Passados mais de 50 anos desde a primeira vaga dos processos de descolonização, a grande maioria dos cidadãos do continente-berço da humanidade vê as suas aspirações longe de serem concretizadas nos seus próprios países, e muitos deles partem, forçadamente, para outras latitudes ocidentais, para se realizarem. Os ideais do Panafricanismo(descolonização/libertação e integração dos africanos) não se traduziram ainda no politicamente vivido dos povos africanos.

223
COMPARTILHE

Por Gildo Matias José

África continua fundeada na tripla condição restritiva, como escreveu Mia Couto, um continente prisioneiro de um passado inventado por outros, amarrado a um presente imposto pelo exterior e, ainda, refém de objectivos e metas que lhe foram construídos por instituições internacionais que comandam a economia. Talvez esta realidade explique o bem colocado “paradoxo africano” pelo Presidente João Lourenço, no seu primeiro discurso durante a 30.ª Cimeira da União Africana, em Adis Abeba. Passados mais de 50 anos desde a primeira vaga dos processos de descolonização, a grande maioria dos cidadãos do continente-berço da humanidade vê as suas aspirações longe de serem concretizadas nos seus próprios países, e muitos deles partem, forçadamente, para outras latitudes ocidentais, para se realizarem. Os ideais do Pan-africanismo (descolonização/libertação e integração dos africanos) não se traduziram ainda no politicamente vivido dos povos africanos.

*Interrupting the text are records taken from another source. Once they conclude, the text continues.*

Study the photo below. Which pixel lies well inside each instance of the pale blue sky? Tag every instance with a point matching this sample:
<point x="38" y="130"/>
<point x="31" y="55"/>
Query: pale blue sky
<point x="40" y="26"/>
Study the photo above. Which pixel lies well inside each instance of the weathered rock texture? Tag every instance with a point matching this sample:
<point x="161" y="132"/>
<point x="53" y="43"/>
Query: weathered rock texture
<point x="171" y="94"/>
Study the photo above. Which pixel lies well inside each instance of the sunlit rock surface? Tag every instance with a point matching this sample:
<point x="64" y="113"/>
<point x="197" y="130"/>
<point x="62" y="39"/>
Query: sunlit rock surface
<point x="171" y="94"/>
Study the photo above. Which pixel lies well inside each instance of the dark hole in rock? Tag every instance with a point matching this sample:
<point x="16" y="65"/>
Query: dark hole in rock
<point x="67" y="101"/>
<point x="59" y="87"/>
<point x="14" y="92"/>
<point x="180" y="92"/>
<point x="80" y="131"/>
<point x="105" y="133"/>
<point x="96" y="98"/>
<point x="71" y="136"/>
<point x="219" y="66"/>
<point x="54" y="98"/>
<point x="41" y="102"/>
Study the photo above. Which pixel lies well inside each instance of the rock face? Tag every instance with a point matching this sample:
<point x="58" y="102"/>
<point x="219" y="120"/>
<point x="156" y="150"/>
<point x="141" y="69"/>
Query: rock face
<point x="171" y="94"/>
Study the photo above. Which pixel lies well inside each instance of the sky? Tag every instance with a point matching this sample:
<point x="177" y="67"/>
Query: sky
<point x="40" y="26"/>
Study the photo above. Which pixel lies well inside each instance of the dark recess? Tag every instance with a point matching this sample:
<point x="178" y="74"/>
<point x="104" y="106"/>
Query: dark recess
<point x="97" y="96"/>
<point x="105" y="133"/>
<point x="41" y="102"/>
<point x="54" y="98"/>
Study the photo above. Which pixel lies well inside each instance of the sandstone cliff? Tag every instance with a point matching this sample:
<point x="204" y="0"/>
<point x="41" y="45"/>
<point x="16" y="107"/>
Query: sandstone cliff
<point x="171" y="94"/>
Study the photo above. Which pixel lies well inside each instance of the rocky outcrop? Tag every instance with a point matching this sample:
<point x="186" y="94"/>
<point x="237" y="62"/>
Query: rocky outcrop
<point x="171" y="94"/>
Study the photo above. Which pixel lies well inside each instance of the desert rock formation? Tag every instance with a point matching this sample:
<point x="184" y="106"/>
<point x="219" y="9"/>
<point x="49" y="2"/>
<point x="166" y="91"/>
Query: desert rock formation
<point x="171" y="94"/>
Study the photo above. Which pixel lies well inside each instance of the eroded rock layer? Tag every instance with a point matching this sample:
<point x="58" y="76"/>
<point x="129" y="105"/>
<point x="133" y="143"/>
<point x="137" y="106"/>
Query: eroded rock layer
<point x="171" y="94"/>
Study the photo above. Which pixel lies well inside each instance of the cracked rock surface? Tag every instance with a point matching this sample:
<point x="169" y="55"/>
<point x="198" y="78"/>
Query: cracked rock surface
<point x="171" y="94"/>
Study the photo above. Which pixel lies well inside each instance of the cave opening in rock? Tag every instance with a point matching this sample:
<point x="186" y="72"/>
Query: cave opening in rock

Há quem veja o nosso insucesso económico e social como uma consequência directa do longo e doloroso processo de colonização e dos subsequentes processos de construção das nações africanas, ocorrido em condições económicas, políticas, sociais e culturais herdadas da colonização. Todavia, não obstante a sua verdade parcelar, esta posição reproduz uma consequência circular que não só justifica erradamente o nosso presente mas, sobretudo, condiciona negativamente o nosso futuro. A resolução dos variados e estruturais problemas de África deve interpelar-nos e exigir a escolha de outros caminhos que permitam a construção de novas matrizes de comportamento e de capacidades transformadoras que permitam contrariar a inexplicável e intolerável condição da maioria dos países africanos. Os problemas dos Estados falhados, de instabilidade e conflitos, de pobreza extrema, das desigualdades sociais, das doenças epidémicas, do acesso à educação (entre outros), devem não apenas merecer uma formulação universal nos documentos estratégicos da União Africana, mas ser um compromisso nacional de todos os países para com os seus cidadãos. O que não for solucionado nacionalmente… muito pouco provavelmente será solucionado regionalmente.

É por isso que a reforma necessária da União Africana poderá cair, mais uma vez, em saco roto, se as elites africanas não se comprometerem nacionalmente com as aspirações dos seus povos.